Dalam pengertian semacam ini, meminjam istilah Freire dalam pendidikan, studi poskolonial membawa kesadaran diri manusia bahwa ia (pernah) berada dalam jalinan kolonialisme dan (sekarang) masih terkolonialisasi (poskolonialisasi) dengan gaya baru. Sadar bahwa dulu pernah menjadi bangsa jajahan oleh bangsa Eropa dan sekarang sulit (menghindari kata tidak) menghindari hegemoni ekonomi dunia (Barat). Poskolonial memberikan pengharapan baru, membebaskan setiap manusia yang berada dalam ketertindasan. Menggugah semangat bahwa Barat tidak akan ada artinya tanpa bangsa Timur. Barat memiliki arti karena keberadaan bangsa Timur (Said). Dari sini dapat dikembangkan, Asia, negara bekas koloni Barat, yang secara politis telah memperoleh kemerdekaan, harus betul-betul merasakan kemerdekaannya, tidak hanya secara politis, tetapi juga kultural dan ekonomi.
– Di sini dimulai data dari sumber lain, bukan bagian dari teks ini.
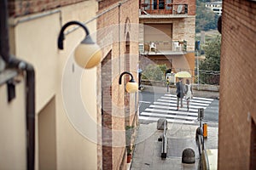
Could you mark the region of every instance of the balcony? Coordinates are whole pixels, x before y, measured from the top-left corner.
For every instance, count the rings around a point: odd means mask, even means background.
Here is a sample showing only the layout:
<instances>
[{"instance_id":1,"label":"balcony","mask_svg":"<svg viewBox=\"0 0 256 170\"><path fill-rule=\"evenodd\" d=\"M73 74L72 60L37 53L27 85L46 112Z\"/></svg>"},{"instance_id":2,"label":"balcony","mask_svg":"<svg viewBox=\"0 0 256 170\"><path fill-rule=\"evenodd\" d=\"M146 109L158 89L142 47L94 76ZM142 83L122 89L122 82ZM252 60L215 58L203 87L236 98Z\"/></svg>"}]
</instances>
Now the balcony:
<instances>
[{"instance_id":1,"label":"balcony","mask_svg":"<svg viewBox=\"0 0 256 170\"><path fill-rule=\"evenodd\" d=\"M187 53L187 41L151 41L139 43L143 55L172 55Z\"/></svg>"},{"instance_id":2,"label":"balcony","mask_svg":"<svg viewBox=\"0 0 256 170\"><path fill-rule=\"evenodd\" d=\"M148 4L142 3L140 18L185 18L188 17L188 4Z\"/></svg>"}]
</instances>

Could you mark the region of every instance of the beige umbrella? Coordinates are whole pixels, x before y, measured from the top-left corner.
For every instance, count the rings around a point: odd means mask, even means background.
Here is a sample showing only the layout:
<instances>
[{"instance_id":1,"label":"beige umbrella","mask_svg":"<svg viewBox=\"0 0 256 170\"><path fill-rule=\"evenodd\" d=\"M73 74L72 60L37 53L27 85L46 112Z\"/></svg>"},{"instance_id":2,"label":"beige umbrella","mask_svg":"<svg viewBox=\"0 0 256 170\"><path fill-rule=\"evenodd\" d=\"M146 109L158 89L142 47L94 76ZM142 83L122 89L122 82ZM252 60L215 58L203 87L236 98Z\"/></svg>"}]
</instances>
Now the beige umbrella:
<instances>
[{"instance_id":1,"label":"beige umbrella","mask_svg":"<svg viewBox=\"0 0 256 170\"><path fill-rule=\"evenodd\" d=\"M179 78L189 78L191 77L191 75L188 71L179 71L175 74L175 76Z\"/></svg>"}]
</instances>

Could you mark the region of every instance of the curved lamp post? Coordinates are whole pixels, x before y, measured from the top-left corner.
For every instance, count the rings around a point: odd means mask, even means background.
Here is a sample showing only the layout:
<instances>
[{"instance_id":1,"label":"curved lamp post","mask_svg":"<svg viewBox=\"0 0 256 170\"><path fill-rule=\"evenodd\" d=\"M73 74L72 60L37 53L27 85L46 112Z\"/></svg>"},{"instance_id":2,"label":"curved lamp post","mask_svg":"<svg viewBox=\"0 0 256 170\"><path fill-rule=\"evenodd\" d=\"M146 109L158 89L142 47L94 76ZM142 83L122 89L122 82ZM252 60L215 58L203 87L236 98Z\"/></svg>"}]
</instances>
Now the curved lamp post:
<instances>
[{"instance_id":1,"label":"curved lamp post","mask_svg":"<svg viewBox=\"0 0 256 170\"><path fill-rule=\"evenodd\" d=\"M62 26L58 37L59 49L64 48L63 48L63 41L65 39L64 31L67 26L71 25L80 26L82 28L84 28L86 33L84 39L75 49L75 54L74 54L75 61L80 67L86 68L86 69L90 69L97 65L102 60L102 50L100 49L100 47L91 39L87 27L84 24L79 21L70 21Z\"/></svg>"},{"instance_id":2,"label":"curved lamp post","mask_svg":"<svg viewBox=\"0 0 256 170\"><path fill-rule=\"evenodd\" d=\"M138 90L138 85L137 85L137 83L135 82L132 74L131 74L131 73L128 72L128 71L124 71L124 72L120 75L120 76L119 76L119 85L122 84L122 76L123 76L125 74L128 74L128 75L131 76L131 80L126 83L126 87L125 87L126 91L127 91L128 93L135 93L135 92L137 92L137 90Z\"/></svg>"}]
</instances>

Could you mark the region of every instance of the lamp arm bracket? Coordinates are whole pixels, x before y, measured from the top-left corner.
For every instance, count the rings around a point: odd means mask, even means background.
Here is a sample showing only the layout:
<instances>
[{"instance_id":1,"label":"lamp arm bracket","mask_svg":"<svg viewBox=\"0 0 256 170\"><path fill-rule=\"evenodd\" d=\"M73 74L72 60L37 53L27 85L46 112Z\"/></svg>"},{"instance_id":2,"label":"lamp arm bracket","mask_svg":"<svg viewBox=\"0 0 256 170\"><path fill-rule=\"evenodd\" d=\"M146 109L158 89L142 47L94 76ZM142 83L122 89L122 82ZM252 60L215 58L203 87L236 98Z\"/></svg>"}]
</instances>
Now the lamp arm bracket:
<instances>
[{"instance_id":1,"label":"lamp arm bracket","mask_svg":"<svg viewBox=\"0 0 256 170\"><path fill-rule=\"evenodd\" d=\"M79 26L80 26L84 30L84 31L86 33L85 37L90 34L89 30L87 29L87 27L83 23L81 23L79 21L76 21L76 20L67 22L62 26L62 28L61 30L61 32L59 34L59 37L58 37L58 48L59 49L64 49L64 47L63 47L63 40L65 39L64 31L67 27L68 27L71 25L79 25Z\"/></svg>"}]
</instances>

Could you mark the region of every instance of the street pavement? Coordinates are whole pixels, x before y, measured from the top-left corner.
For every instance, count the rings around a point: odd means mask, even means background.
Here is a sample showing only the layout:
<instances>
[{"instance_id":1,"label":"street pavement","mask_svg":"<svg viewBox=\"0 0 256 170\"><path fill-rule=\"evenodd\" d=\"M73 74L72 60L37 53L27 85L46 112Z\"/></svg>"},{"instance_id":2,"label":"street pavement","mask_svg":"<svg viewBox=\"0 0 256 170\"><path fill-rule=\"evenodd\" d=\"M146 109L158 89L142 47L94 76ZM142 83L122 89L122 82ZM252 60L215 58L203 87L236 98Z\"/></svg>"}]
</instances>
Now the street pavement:
<instances>
[{"instance_id":1,"label":"street pavement","mask_svg":"<svg viewBox=\"0 0 256 170\"><path fill-rule=\"evenodd\" d=\"M167 99L166 105L164 105L166 108L166 113L161 113L163 115L168 115L168 110L172 110L172 103L170 102L172 99L175 99L176 88L172 88L169 89L169 94L166 93L166 88L165 87L145 87L143 90L148 90L154 93L163 93L166 95ZM204 98L204 99L197 99L197 100L204 101L212 101L210 99L218 99L218 92L206 92L206 91L194 91L194 96L198 98ZM172 99L173 98L173 99ZM205 100L206 99L206 100ZM160 101L156 101L160 102ZM199 104L203 104L201 102L196 102ZM195 104L194 103L194 104ZM174 103L175 104L175 103ZM191 103L192 104L192 103ZM154 104L160 105L157 103ZM210 104L209 104L210 105ZM197 118L197 108L192 108L193 106L197 106L197 105L191 105L191 110L186 112L186 110L179 110L176 112L176 117L170 120L178 120L181 118L181 121L168 121L168 129L166 130L167 137L167 157L161 158L161 145L162 142L159 141L158 139L163 134L163 130L157 129L157 119L155 118L154 122L145 122L140 121L140 124L137 128L137 137L136 139L136 144L133 150L133 158L130 169L131 170L161 170L161 169L197 169L199 163L199 152L198 147L195 143L195 131L198 127L200 127L199 122L196 122ZM206 107L207 107L206 106ZM171 107L171 108L169 108ZM154 113L155 110L152 109L156 109L155 107L149 107L149 110L145 110L140 116L152 116L156 114ZM162 108L159 108L163 110ZM183 108L186 110L186 108ZM192 110L195 109L195 110ZM160 114L159 111L157 111ZM196 115L195 115L196 112ZM179 113L184 113L181 115ZM151 115L150 115L151 114ZM170 114L170 116L172 116ZM191 114L191 115L189 115ZM185 116L185 117L183 117ZM183 120L184 118L185 121ZM168 119L168 117L167 117ZM193 121L194 123L188 123L189 121ZM212 123L211 126L207 127L207 138L205 139L205 146L207 150L209 149L218 149L218 122ZM195 163L194 164L185 164L182 163L182 153L183 150L186 148L191 148L195 152Z\"/></svg>"}]
</instances>

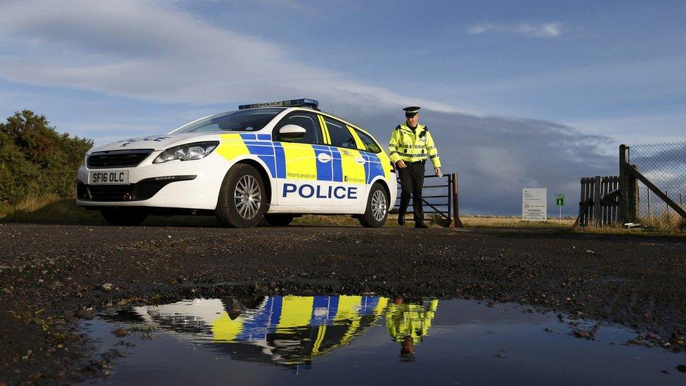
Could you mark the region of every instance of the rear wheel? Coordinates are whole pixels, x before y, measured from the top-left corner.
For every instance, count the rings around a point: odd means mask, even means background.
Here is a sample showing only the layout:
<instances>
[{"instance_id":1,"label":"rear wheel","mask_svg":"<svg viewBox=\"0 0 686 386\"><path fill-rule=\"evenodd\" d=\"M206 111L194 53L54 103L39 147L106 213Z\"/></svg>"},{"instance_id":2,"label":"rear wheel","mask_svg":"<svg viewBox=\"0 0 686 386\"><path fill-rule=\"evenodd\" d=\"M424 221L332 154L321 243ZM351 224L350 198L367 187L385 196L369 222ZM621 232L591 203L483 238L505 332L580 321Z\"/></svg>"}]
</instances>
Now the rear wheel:
<instances>
[{"instance_id":1,"label":"rear wheel","mask_svg":"<svg viewBox=\"0 0 686 386\"><path fill-rule=\"evenodd\" d=\"M366 228L383 226L388 218L389 200L388 193L380 184L373 185L367 199L367 210L358 217L360 224Z\"/></svg>"},{"instance_id":2,"label":"rear wheel","mask_svg":"<svg viewBox=\"0 0 686 386\"><path fill-rule=\"evenodd\" d=\"M266 202L264 183L254 167L238 164L224 176L216 217L224 225L252 228L259 222Z\"/></svg>"},{"instance_id":3,"label":"rear wheel","mask_svg":"<svg viewBox=\"0 0 686 386\"><path fill-rule=\"evenodd\" d=\"M286 226L295 217L293 214L264 214L264 219L269 223L269 225L274 226Z\"/></svg>"},{"instance_id":4,"label":"rear wheel","mask_svg":"<svg viewBox=\"0 0 686 386\"><path fill-rule=\"evenodd\" d=\"M100 212L113 225L138 225L148 218L148 214L138 208L108 207L100 210Z\"/></svg>"}]
</instances>

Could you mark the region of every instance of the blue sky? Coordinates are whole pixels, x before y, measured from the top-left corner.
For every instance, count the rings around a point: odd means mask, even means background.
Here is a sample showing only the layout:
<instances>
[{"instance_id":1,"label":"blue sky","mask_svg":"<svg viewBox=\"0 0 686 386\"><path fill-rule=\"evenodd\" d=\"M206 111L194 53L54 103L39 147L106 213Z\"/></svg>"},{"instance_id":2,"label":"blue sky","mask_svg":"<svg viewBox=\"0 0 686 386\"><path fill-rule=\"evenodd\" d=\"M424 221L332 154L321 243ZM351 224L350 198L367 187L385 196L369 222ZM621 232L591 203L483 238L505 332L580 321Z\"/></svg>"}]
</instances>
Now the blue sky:
<instances>
[{"instance_id":1,"label":"blue sky","mask_svg":"<svg viewBox=\"0 0 686 386\"><path fill-rule=\"evenodd\" d=\"M30 0L0 13L0 116L29 108L102 143L306 96L384 141L417 103L446 167L470 171L473 212L516 213L525 184L576 197L582 175L616 174L619 143L684 139L684 1Z\"/></svg>"}]
</instances>

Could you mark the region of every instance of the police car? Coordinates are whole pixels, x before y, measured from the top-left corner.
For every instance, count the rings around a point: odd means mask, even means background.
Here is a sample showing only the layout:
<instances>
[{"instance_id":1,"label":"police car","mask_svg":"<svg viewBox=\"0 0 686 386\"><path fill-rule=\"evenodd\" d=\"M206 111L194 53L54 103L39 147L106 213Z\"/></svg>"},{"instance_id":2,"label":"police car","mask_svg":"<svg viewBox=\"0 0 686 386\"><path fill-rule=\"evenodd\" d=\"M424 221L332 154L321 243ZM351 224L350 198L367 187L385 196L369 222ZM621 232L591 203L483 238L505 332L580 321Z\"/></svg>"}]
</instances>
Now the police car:
<instances>
[{"instance_id":1,"label":"police car","mask_svg":"<svg viewBox=\"0 0 686 386\"><path fill-rule=\"evenodd\" d=\"M285 226L303 214L351 214L382 226L396 176L371 135L295 99L238 106L164 134L89 150L77 204L117 225L150 213L214 214L247 228Z\"/></svg>"}]
</instances>

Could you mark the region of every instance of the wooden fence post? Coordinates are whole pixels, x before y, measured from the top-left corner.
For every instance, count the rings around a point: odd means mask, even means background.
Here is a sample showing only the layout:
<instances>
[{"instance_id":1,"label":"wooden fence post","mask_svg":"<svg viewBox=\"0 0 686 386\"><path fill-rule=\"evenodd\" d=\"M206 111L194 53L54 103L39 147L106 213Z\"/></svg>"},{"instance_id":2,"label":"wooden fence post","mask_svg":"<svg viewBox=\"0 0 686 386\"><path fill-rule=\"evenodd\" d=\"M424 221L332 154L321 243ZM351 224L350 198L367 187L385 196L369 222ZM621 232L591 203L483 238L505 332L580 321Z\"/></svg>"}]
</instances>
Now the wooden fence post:
<instances>
[{"instance_id":1,"label":"wooden fence post","mask_svg":"<svg viewBox=\"0 0 686 386\"><path fill-rule=\"evenodd\" d=\"M595 176L595 183L593 184L593 222L594 226L600 226L602 210L600 209L600 176Z\"/></svg>"},{"instance_id":2,"label":"wooden fence post","mask_svg":"<svg viewBox=\"0 0 686 386\"><path fill-rule=\"evenodd\" d=\"M651 214L652 214L650 213L650 188L646 186L645 187L645 193L646 193L646 195L647 196L646 198L645 201L648 204L648 217L649 217L651 216Z\"/></svg>"},{"instance_id":3,"label":"wooden fence post","mask_svg":"<svg viewBox=\"0 0 686 386\"><path fill-rule=\"evenodd\" d=\"M460 219L460 187L458 185L458 174L453 173L451 180L453 182L453 221L451 221L450 227L464 228L465 226Z\"/></svg>"},{"instance_id":4,"label":"wooden fence post","mask_svg":"<svg viewBox=\"0 0 686 386\"><path fill-rule=\"evenodd\" d=\"M629 215L630 212L629 192L630 191L629 190L628 173L626 169L626 164L628 162L626 159L628 150L628 146L626 145L619 146L619 188L621 190L619 201L619 217L623 223L633 221Z\"/></svg>"},{"instance_id":5,"label":"wooden fence post","mask_svg":"<svg viewBox=\"0 0 686 386\"><path fill-rule=\"evenodd\" d=\"M632 165L634 168L635 166ZM628 173L627 184L628 192L628 202L627 203L627 215L628 222L636 222L638 217L638 203L640 198L640 192L638 191L638 181L633 173Z\"/></svg>"}]
</instances>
Mencari Akar Sejarah: Pengalaman Emde dan Coolen di Jawa Timur
Johanes Emde dan Conrad Lauren Coolen adalah dua corak yang bertolak belakang dalam mewartakan Kekristenan di Jawa Timur.[7]  Emde memberitakan Injil kepada orang-orang Jawa dan kemudian memberikan ketetapan “Kristen” lain diatas Dasa Titah dalam Perjanjian Lama kepada mereka, supaya orang-orang jawa yang sudah menerima tanda baptis, menjadi Kristen harus meninggalkan seluruh atribut ke-Jawa-annya:
1.      Kamu harus memangkas pendek rambutmu.
2.      Kamu harus melepas kain-kepala manakala berada di gereja.
3.      Janganlah kamu mendengarkan musik gamelan
4.      Janganlah kamu menghadiri pertunjukan wayang.
5.      Janganlah kamu disunat.
6.      Janganlah kamu menghadiri slametan.
7.      Janganlah kamu membaca sastra Jawa.
8.      Janganlah kamu merawat makam para nenek moyangmu.
9.      Janganlah kamu menghiasi makammu dengan bunga atau pohon-pohonan.
10.  Kamu harus melarang anak-anakmu bermain permainan kafir.[8] (Macanan, cirak, cakarwok  dan lintrik yang dipadankan dengan domino, permainan jengket dan main kartu).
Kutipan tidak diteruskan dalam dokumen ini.